Saturday, 1 October 2011
Sceptic Plays Fast and Loose With Language
Michael Shermer uses language in an Orwellian way. Image courtesy of Wikipedia.
Dr. Michael Shermer, the editor of Skeptic magazine, writes a monthly column for Scientific American. Recently, for the umpteenth time he used the expression intelligent design creationists, which some Darwinians erroneously assume is a genuine term.
It is not. Using a similar analogy, one might call the English language “Anglo-Saxon German”. Try that in the British parliament.
While creationism and intelligent design have something in common, i.e., they are opposed to Darwinian dogmatism, there is a huge difference between Answers in Genesis and the Discovery Institute.
Shermer’s column was about “pseudoscience”. He writes that ID proponents “threaten science education in America, they breach the wall separating church and state, and they confuse the public about the nature of evolutionary theory and how science is conducted.”

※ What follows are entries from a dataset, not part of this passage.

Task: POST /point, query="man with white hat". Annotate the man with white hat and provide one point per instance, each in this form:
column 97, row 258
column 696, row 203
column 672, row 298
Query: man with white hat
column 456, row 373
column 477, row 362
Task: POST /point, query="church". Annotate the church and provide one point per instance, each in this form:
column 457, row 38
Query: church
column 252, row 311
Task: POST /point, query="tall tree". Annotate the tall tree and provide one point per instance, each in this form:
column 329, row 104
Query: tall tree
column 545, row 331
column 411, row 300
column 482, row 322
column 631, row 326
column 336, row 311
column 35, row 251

As most people know, none of these reasons are valid or even true. There is an apt word for the current method of teaching Darwinian evolution in schools. It is called indoctrination.
Neither ID advocates nor creationists have a lobby group for stealthily bringing creationism into the classroom, unless, of course, one believes in conspiracy theories.
Since sceptics (or skeptics as the American spelling is) are fond of using Orwellian language, they might assume that other people are so too.
“Pseudo” is a word that to a great extent describes Shermer’s use of language.
Shermer, Michael. 2011. What is Pseudoscience?